Truly, all for one, one for all

Matta already leaving imprint on Musketeers

By Neil Schmidt
The Cincinnati Enquirer

        During the NCAA Tournament last March, Xavier athletic director Mike Bobinski was in the same Kansas City restaurant as Butler's basketball team and noted how professional the Bulldogs looked. It was a moment he recalled when choosing Matta as XU's new coach seven weeks later.

        Matta now gets the same feedback when taking the Musketeers out. He told players they would wear ties on road trips, the rationale for which they understood if they were, say, spotted in an airport. But some groused when, on the season's first trip, they wore them for a bus trip directly from XU to an Indianapolis hotel.

        The message soon stuck: It's a business trip.

        “It's the focus of "We have a job to do,'” Matta said. “I don't know how much putting on a tie helps that, but you look around and everybody has to do it, from coaches to players to managers. We're a family here, our own community. That's the way we do things.”

        Matta has put an immediate stamp on this program, making moves both great and small in hopes of fostering team unity. Bottom line aside — and few are upset with an 11-3 start — his players have been bullish about the bonding.

        “The coaches have been good about just getting to know us outside of basketball,” junior center David West said. “That's why we're able to be such a tight-knit team.”

        Matta inherited players recruited for an up-tempo style and molded them to fit his brand of basketball, one built around a conservative, sturdy defense and deliberate decision-making on offense.

        Yet much of the different feel this season owes to off-court changes, many of which are intangible.

        “When you have five new guys (the coaches) come into a family of 14 (players) and try to build a bond, it's something you can't force,” said Mario Mercurio, the program's third-year office assistant. “But the coaches have been able to cultivate a real strong bond in a short time.

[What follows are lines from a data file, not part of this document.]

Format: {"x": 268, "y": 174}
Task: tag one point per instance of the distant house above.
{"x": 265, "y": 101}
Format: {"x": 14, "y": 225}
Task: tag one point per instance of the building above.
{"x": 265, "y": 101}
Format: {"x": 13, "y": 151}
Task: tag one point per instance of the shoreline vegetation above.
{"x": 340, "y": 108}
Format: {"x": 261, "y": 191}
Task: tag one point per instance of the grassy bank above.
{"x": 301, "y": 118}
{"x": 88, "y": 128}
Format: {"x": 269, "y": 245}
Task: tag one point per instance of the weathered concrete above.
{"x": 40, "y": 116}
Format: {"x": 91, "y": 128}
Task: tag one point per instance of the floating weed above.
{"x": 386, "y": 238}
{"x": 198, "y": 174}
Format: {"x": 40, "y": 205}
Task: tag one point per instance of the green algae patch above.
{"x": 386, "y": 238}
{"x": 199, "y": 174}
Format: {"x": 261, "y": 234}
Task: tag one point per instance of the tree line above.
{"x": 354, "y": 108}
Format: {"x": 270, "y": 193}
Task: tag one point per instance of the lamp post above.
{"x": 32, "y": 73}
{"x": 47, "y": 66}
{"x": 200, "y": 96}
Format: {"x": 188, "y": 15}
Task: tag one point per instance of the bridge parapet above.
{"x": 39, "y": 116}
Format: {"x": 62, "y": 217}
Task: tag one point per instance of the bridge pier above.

        “I've never seen the players up in these offices as much as they are this year, whether it's Dave Young watching film with Alan (Major), John (Groce) having guys in to watch clips, or guys hanging out in Bill (Comar)'s office.”

        Matta demands professionalism. No wearing shorts' waistbands low — what he calls a sign of weakness in a team. He has closed practices to create a bunker mentality, saying: “It's just us here in this room. We have to rely on each other.” He favors man-to-man defense so each player has individual accountability for stopping his opponent.

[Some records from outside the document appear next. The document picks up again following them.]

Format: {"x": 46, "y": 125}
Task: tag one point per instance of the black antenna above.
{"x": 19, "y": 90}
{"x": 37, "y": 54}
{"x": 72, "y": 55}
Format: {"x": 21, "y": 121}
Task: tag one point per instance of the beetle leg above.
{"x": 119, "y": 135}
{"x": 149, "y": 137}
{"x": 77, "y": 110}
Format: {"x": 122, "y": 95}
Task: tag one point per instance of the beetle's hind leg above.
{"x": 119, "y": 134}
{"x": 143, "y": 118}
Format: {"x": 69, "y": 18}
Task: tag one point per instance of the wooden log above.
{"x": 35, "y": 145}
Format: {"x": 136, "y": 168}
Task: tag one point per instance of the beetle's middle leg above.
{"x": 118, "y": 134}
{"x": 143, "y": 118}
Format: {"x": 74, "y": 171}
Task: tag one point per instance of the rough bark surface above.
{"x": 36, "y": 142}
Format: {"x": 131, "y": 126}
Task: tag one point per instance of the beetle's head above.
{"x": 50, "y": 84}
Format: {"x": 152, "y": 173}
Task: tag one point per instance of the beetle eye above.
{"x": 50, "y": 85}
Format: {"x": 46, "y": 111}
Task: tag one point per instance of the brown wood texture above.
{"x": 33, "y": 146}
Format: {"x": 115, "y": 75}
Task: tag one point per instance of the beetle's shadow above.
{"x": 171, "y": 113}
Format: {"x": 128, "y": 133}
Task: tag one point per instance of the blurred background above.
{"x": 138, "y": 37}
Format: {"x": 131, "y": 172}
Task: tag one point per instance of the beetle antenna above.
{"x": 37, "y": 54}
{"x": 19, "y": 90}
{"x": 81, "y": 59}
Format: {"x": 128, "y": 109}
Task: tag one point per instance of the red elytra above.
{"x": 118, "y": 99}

        “That's the one thing about his system: You are accountable for your actions on and off the floor,” said Mike Marshall, a St.Xavier High grad who played for and coached under Matta at Butler.

        Matta trusts the team to behave itself. When XU played at San Francisco, it stayed in tourist-laden Fisherman's Wharf, and Matta let the players roam freely. He also lets them know his interest in bonding with them; he and his staff accompanied them to the Indiana-San Antonio NBA game the night before they played Missouri.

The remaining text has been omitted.